Science

Scientists Have a Wild New Way to Find Potentially Habitable Exoplanets

J. Krissansen-Totton

When we think about life in (most) organisms on Earth, we think “oxygen.” I mean, we don’t consciously think about the oxygen keeping us alive — we’re more like passive consumers, breathing steadily into oblivion.

No matter how much you actively think about oxygen, it’s inarguable that our understanding of what’s “alive” and what isn’t is based around this one gas. Life on other planets outside our solar system, however, might not be wired the same way and thus, scientists have proposed hunting for exoplanets with that in mind.

A new study published Wednesday in Science Advances describes how astronomers and telescopes of the future could hunt for “incompatible” gases like methane and carbon dioxide — not oxygen — to make better guesses about biosignatures on exoplanets. The researchers argue that advanced telescopes could one day have the ability to look for “chemical disequilibrium” instead of oxygen in exoplanets’ atmospheres. Chemical disequilibrium exists when two or more of these “incompatible” gases can be found in the same atmosphere.

Future telescopes (right) will observe atmospheres of distant planets for signs of life. Oxygen/ozone reveal life on Earth (top left). For the early Earth (bottom left), the combination of methane and carbon dioxide would provide an alternative biosignature.

J. Krissansen-Totton

The main reason researchers posit it’s not enough to search for oxygen, is that Earth’s atmosphere had almost none of it in the Archean period, which occurred roughly 4 to 2.5 billion years ago. Even in the absence of oxygen within Earth’s atmosphere, microbes thrived, so that throws a wrench in the whole “find the oxygen” plan.

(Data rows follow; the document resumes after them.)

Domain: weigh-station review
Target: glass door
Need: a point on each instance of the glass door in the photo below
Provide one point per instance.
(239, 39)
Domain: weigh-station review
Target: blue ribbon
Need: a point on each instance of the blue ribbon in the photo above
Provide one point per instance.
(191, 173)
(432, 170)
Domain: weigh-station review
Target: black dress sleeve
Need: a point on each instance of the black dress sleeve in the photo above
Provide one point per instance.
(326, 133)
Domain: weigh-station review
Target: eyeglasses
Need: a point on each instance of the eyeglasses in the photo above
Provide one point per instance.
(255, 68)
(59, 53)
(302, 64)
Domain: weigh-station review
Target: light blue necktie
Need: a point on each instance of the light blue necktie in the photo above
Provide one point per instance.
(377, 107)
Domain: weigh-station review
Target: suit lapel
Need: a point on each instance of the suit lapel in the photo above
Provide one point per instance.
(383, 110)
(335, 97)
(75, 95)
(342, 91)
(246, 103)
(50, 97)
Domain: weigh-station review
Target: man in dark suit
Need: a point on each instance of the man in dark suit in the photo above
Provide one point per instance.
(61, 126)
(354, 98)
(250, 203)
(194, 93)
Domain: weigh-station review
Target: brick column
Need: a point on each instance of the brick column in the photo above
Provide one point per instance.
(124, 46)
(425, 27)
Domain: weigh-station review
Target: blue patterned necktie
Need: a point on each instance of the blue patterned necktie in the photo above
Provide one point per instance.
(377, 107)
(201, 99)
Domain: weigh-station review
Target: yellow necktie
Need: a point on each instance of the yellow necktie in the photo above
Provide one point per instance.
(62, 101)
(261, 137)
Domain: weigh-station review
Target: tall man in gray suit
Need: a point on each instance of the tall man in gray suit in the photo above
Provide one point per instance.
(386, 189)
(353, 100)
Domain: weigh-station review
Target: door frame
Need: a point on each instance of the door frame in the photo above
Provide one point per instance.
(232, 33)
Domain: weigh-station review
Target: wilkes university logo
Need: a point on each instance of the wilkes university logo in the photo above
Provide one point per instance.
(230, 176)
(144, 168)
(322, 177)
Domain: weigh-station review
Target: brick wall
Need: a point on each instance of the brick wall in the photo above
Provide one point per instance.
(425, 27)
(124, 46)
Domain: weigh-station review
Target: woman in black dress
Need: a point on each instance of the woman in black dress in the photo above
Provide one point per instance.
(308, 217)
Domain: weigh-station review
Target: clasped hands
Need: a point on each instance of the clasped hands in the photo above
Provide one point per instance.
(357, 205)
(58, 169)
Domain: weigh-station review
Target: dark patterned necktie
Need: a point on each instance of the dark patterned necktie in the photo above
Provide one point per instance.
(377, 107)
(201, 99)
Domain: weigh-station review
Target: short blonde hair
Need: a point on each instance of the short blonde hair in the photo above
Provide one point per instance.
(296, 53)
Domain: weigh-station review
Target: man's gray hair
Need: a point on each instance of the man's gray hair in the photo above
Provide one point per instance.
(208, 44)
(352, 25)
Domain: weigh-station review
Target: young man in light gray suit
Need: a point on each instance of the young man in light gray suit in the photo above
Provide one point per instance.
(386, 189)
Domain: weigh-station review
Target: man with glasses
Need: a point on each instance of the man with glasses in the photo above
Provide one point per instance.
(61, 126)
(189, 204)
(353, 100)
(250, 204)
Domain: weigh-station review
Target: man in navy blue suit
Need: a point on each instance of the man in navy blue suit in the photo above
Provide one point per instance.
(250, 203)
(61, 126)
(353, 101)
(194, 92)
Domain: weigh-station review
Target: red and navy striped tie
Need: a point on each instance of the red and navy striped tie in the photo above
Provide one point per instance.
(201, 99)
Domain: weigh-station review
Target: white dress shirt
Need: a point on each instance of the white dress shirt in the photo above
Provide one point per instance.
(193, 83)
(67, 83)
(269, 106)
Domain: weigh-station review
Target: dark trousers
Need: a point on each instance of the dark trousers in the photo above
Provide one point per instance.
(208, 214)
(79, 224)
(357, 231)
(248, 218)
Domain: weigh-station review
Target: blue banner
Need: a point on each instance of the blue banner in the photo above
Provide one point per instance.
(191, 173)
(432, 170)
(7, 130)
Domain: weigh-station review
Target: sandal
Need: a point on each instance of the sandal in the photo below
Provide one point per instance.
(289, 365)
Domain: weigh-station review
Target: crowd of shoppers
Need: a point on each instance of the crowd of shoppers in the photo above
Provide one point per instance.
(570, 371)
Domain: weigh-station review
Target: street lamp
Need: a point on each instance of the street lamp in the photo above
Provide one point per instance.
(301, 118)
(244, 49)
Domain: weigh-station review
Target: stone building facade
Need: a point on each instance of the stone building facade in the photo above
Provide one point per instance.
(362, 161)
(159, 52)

For this reason, the team calculated the chemical disequilibrium of Earth’s atmosphere in three different periods of time when oxygen was scarce — the Proterozoic, Phanerozoic, and Archean periods. Based on this, the researchers concluded that the “coexistence of methane (CH4), carbon dioxide (CO2), and nitrogen (N2) in the presence of liquid water” might have served as a biosignature during the Archaen period, according to a press release shared with Inverse.

This idea will no doubt bring about debate within the astrobiology community, but at the very least, the discourse around it will be fruitful. Besides, when it comes to searching for life outside Earth, we’ll take all the ideas we can get.